The 2020 season finished with 11.31 mm tons, far behind the May intentions of 12 mm tons. Amidst the Covid-19 pandemic, it was fortunate that California could still process the tons from seed to factory.
Many factors contributed to the decline in state tonnage. The high heat periods hurt the tomato fields, especially those at a full bloom stage, and high humidity influenced plant transpiration reducing its potential.
Battles with spotted wilt resistance and curly top damage impacted the southern valley yields, while Fusarium Race 3, also known as the COVID-19 of the tomato world, spread fast throughout California. Seed breeders are working hard to respond with resistant varieties, and the Fusarium Race 3 resistance will become part of the standard resistance package of tomato varieties grown in California.
The heavy smoke-filled skies California experienced this summer interfered with the tomato ripening schedule, which delayed maturity and harvest. Despite this season’s challenges, the average state yield per acre should be slightly higher than in 2018.

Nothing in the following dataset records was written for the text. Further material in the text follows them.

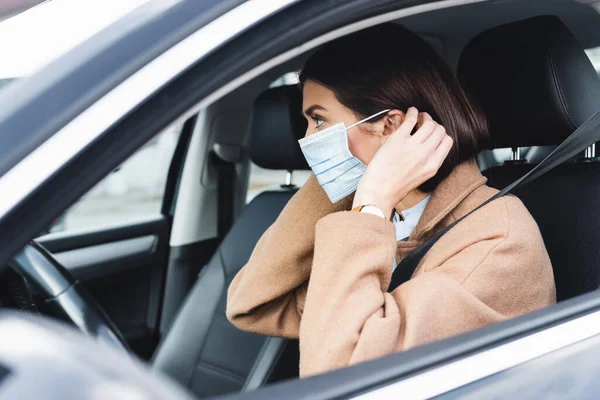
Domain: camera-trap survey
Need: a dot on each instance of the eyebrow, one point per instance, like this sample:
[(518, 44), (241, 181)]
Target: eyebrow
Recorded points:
[(313, 108)]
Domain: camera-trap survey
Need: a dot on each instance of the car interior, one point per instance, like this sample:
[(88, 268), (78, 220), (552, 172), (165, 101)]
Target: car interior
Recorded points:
[(163, 282)]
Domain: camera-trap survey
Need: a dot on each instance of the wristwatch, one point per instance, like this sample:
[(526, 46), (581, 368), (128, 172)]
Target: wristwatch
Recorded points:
[(370, 209)]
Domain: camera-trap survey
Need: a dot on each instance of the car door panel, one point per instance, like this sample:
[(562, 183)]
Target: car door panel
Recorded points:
[(124, 270)]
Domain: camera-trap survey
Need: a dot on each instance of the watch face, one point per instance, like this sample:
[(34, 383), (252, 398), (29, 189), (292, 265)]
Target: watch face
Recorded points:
[(371, 209)]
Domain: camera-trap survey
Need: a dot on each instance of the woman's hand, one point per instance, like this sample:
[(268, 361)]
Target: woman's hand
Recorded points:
[(404, 162)]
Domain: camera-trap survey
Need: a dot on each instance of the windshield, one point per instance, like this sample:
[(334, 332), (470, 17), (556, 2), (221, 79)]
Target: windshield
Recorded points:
[(32, 39)]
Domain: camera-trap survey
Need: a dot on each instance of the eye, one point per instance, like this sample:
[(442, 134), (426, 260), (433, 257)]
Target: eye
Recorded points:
[(318, 120)]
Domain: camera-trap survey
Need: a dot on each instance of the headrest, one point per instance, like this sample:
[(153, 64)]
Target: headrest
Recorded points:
[(533, 81), (276, 125)]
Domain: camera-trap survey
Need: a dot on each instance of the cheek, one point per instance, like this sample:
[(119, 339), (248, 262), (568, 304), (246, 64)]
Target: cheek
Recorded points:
[(363, 146)]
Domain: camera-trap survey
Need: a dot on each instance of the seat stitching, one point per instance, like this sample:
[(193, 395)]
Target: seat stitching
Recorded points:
[(221, 371)]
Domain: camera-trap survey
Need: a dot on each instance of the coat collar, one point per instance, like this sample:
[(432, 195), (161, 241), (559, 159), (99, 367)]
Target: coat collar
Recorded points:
[(450, 192)]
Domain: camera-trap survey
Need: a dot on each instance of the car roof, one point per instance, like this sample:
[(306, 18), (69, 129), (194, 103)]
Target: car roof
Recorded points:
[(32, 39)]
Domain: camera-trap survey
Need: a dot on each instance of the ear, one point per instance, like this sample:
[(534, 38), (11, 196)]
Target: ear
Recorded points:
[(392, 122)]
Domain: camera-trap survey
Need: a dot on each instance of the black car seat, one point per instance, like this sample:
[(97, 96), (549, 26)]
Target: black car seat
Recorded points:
[(536, 85), (203, 350)]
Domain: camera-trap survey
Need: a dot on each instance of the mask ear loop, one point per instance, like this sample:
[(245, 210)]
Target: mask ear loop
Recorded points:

The 2020 season saw three 1 mm ton weeks of tomatoes processed versus four weeks in 2019 and a consecutive string of eight weeks in 2018. This decline of 1 mm ton weeks may have resulted from shorter crops or processing capacity reductions, or both.
A consolidating industry set high expectations on processors for the 2020 organic crop. The first few weeks of the season experienced good yields; however, the remainder saw only a scattering of favorable yields, ending the season with 526,000 tons. This total was 23% over the 2019 hail impacted year yet still fell short of 2020 intentions, leaving the industry in short supply.
California Reservoirs % of Historical Average
Looking ahead, California will largely be influenced by the 2020 La Niña climate pattern, which is currently weak and expected to become moderate in strength in the coming months. After a dry fall, odds predict below-average precipitation; however, there is also a chance of being near or above average as well. La Niña is only one factor that impacts winter weather in California.
As of early November, most California reservoir levels are far below the historical average. With the uncertainty of precipitation for the year and a new administration taking office looking to put back some of the current administration’s environmental restrictions, California agriculture’s water outlook is not optimistic.
The California agriculture industry looks to increase the minimum wage from $13 per hour to $14 for companies with 26 or more employees and overtime beginning after 8.5 hours of work, down from 9 hours in 2019.
It appears that the issues that plagued getting seed into California for the 2020 crop year are not an issue for 2021. Available seed supply and breeders continuing to produce additional Fusarium Race 3 varieties bring a glimmer of hope for 2021.